Le roman se construit pourtant autour d’une anecdote authentique, que rapporte dans ses Mémoires le général de Marbot. Le prince Albert de Saxe-Teischen, époux de Christine d’Autriche, devint propriétaire de deux régiments, l’un de hussards en Saxe, l’autre de cuirassiers, en Autriche. « Or, par une circonstance déplorable et fort extraordinaire, ces deux régiments se trouvèrent en présence sur le champ de bataille de Wagram où, stimulés par le devoir et le point d’honneur, ils se chargèrent mutuellement ». Remarquons au passage que notre époque peut fournir quelques exemples de cette circonstance que le baron Marbot juge extraordinaire : les aléas du commerce des armes exposent nos soldats à souffrir des engins que nous avons nous-mêmes placés aux mains de leurs ennemis. Mais revenons à notre auteur, qui corse un peu l’affaire : il donne l’un des régiments à la duchesse Clémence de Saxe-Salza et l’autre à son mari ; il fait du héros, officier par paresse plus que par goût, l’amant de la duchesse ; ballotté d’un régiment à l’autre par la froide volonté du mari jaloux, l’insouciant et malheureux Otto sera victime, à Deutsch-Wagram, de l’affrontement fratricide et des cuirassiers de sa belle Clémence.

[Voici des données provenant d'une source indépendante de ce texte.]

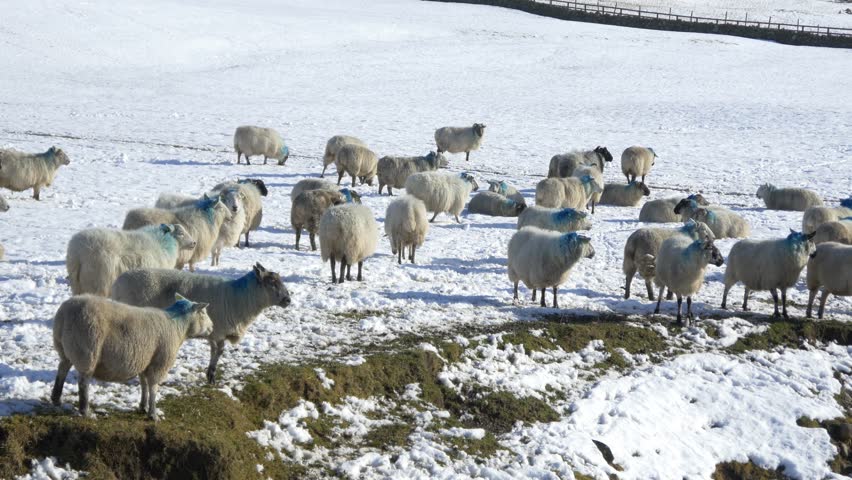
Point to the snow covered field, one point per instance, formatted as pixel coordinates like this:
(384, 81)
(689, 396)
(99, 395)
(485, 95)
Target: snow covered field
(144, 99)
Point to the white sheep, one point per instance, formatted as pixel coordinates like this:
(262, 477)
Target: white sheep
(114, 342)
(637, 162)
(333, 145)
(96, 257)
(768, 265)
(563, 220)
(393, 171)
(21, 171)
(251, 141)
(796, 199)
(544, 258)
(357, 161)
(624, 195)
(680, 267)
(406, 226)
(234, 303)
(459, 139)
(442, 192)
(348, 233)
(829, 268)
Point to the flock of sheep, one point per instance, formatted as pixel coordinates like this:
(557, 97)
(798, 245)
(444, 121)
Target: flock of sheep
(133, 304)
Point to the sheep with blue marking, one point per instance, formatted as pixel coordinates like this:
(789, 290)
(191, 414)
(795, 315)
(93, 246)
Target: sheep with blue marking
(234, 303)
(543, 259)
(114, 342)
(768, 265)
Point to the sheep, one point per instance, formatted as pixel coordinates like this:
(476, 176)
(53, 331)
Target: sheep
(796, 199)
(643, 247)
(21, 171)
(250, 141)
(563, 220)
(441, 192)
(768, 265)
(393, 171)
(566, 192)
(637, 162)
(348, 233)
(333, 146)
(96, 257)
(114, 342)
(307, 210)
(662, 210)
(680, 267)
(356, 161)
(203, 221)
(624, 195)
(543, 258)
(234, 303)
(406, 226)
(459, 139)
(564, 164)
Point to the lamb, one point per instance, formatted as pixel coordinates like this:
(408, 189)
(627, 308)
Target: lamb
(637, 162)
(796, 199)
(543, 258)
(441, 192)
(406, 226)
(393, 171)
(333, 146)
(768, 265)
(114, 342)
(680, 267)
(624, 195)
(21, 171)
(356, 161)
(234, 303)
(96, 257)
(829, 268)
(643, 247)
(348, 233)
(563, 220)
(307, 210)
(250, 141)
(459, 139)
(495, 205)
(203, 221)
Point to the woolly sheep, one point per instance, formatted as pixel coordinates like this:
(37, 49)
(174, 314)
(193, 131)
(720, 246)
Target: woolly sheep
(624, 195)
(768, 265)
(442, 192)
(348, 233)
(357, 161)
(563, 220)
(114, 342)
(96, 257)
(307, 210)
(406, 226)
(251, 141)
(543, 258)
(637, 162)
(234, 303)
(680, 267)
(796, 199)
(829, 268)
(393, 171)
(643, 247)
(459, 139)
(21, 171)
(203, 221)
(495, 205)
(333, 146)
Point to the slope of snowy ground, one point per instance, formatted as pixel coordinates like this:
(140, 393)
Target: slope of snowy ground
(145, 98)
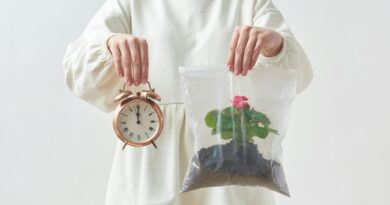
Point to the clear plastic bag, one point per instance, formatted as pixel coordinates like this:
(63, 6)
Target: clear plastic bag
(238, 123)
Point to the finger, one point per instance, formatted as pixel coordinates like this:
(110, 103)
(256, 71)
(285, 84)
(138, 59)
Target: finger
(256, 51)
(248, 51)
(144, 60)
(239, 53)
(232, 48)
(126, 62)
(117, 60)
(136, 60)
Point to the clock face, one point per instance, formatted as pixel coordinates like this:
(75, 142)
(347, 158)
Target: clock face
(138, 121)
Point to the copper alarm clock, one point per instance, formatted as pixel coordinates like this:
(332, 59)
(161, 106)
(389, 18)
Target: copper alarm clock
(138, 120)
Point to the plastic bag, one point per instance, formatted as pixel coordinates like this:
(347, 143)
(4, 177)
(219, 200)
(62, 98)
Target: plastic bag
(238, 123)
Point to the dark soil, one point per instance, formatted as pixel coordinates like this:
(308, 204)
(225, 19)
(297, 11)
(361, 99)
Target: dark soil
(232, 164)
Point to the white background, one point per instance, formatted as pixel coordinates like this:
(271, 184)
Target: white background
(56, 149)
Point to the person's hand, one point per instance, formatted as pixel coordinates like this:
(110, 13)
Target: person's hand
(130, 56)
(247, 43)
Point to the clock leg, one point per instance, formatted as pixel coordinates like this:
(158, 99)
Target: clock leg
(124, 146)
(154, 145)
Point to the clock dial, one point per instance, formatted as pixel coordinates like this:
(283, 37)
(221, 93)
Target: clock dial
(138, 121)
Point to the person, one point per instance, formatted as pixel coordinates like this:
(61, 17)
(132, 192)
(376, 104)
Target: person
(135, 41)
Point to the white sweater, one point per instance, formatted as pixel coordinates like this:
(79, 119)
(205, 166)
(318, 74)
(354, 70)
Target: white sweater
(178, 32)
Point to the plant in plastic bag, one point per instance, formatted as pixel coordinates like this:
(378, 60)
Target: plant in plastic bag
(236, 140)
(239, 122)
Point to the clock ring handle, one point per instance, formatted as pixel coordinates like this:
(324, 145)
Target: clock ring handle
(124, 86)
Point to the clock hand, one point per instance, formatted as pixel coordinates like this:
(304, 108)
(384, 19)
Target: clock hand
(137, 114)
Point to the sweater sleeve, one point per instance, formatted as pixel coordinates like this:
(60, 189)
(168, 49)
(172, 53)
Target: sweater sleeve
(292, 55)
(88, 65)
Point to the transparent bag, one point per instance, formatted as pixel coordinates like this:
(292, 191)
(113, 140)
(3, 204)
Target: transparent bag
(238, 123)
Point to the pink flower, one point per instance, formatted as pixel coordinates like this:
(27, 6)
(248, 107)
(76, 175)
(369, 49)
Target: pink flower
(240, 101)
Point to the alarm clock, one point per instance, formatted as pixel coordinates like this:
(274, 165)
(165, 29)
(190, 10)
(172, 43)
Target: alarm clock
(138, 120)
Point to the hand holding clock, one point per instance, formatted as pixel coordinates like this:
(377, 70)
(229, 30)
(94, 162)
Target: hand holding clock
(131, 61)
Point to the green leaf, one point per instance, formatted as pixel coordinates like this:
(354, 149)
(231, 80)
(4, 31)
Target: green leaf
(260, 117)
(226, 134)
(211, 118)
(231, 110)
(272, 130)
(214, 131)
(259, 132)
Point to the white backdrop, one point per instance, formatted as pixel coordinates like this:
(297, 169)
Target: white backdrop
(56, 149)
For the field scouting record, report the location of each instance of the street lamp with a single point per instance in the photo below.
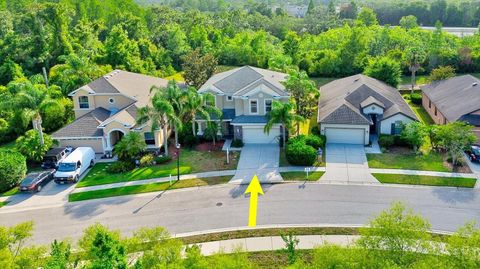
(178, 161)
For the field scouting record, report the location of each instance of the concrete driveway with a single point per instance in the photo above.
(258, 159)
(347, 163)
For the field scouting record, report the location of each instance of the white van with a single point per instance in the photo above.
(72, 167)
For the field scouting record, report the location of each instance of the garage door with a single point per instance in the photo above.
(345, 136)
(255, 135)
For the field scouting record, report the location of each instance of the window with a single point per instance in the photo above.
(268, 105)
(253, 106)
(149, 138)
(83, 102)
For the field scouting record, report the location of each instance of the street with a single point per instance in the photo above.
(225, 206)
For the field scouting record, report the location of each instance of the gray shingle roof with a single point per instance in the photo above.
(250, 119)
(455, 97)
(355, 91)
(85, 126)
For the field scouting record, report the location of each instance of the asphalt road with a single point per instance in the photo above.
(226, 206)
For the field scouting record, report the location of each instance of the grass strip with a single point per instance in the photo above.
(426, 180)
(152, 187)
(301, 176)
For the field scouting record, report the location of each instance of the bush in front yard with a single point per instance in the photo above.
(416, 98)
(120, 167)
(13, 168)
(299, 153)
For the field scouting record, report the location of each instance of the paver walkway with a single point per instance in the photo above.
(259, 159)
(347, 163)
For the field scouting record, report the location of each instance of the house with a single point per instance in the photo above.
(245, 96)
(454, 99)
(352, 109)
(106, 110)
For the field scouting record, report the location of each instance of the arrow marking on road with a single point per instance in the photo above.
(254, 188)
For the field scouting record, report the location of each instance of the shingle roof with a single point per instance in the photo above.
(355, 92)
(455, 97)
(240, 79)
(85, 126)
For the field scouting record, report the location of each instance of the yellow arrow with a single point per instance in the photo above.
(254, 188)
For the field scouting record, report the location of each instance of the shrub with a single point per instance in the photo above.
(386, 141)
(120, 167)
(416, 98)
(237, 143)
(147, 160)
(300, 154)
(163, 159)
(13, 168)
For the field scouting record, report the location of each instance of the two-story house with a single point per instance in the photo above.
(245, 96)
(106, 109)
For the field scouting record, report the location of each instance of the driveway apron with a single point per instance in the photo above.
(347, 163)
(260, 160)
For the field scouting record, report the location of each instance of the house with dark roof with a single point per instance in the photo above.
(454, 99)
(352, 109)
(245, 96)
(105, 111)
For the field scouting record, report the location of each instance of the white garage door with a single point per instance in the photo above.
(255, 135)
(345, 136)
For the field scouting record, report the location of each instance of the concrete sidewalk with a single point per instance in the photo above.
(269, 243)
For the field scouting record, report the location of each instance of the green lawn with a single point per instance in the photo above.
(190, 162)
(153, 187)
(301, 176)
(426, 180)
(429, 162)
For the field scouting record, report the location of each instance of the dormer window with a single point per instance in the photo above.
(83, 102)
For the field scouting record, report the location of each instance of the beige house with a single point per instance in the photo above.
(106, 110)
(245, 95)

L’argument n’est que prétexte. Vienne et le Wienerwald, beaux lieutenants et filles-cerises, irruption de Napoléon dans les délicatesses germaniques, basculement du petit monde européen ébranlé par les grandes idées crues de ces grossiers Français, voilà un cadre qui permet de s’ébattre à l’aise et de laisser courir un style d’une admirable légèreté, relevé de-ci de-là de quelques passages épiques.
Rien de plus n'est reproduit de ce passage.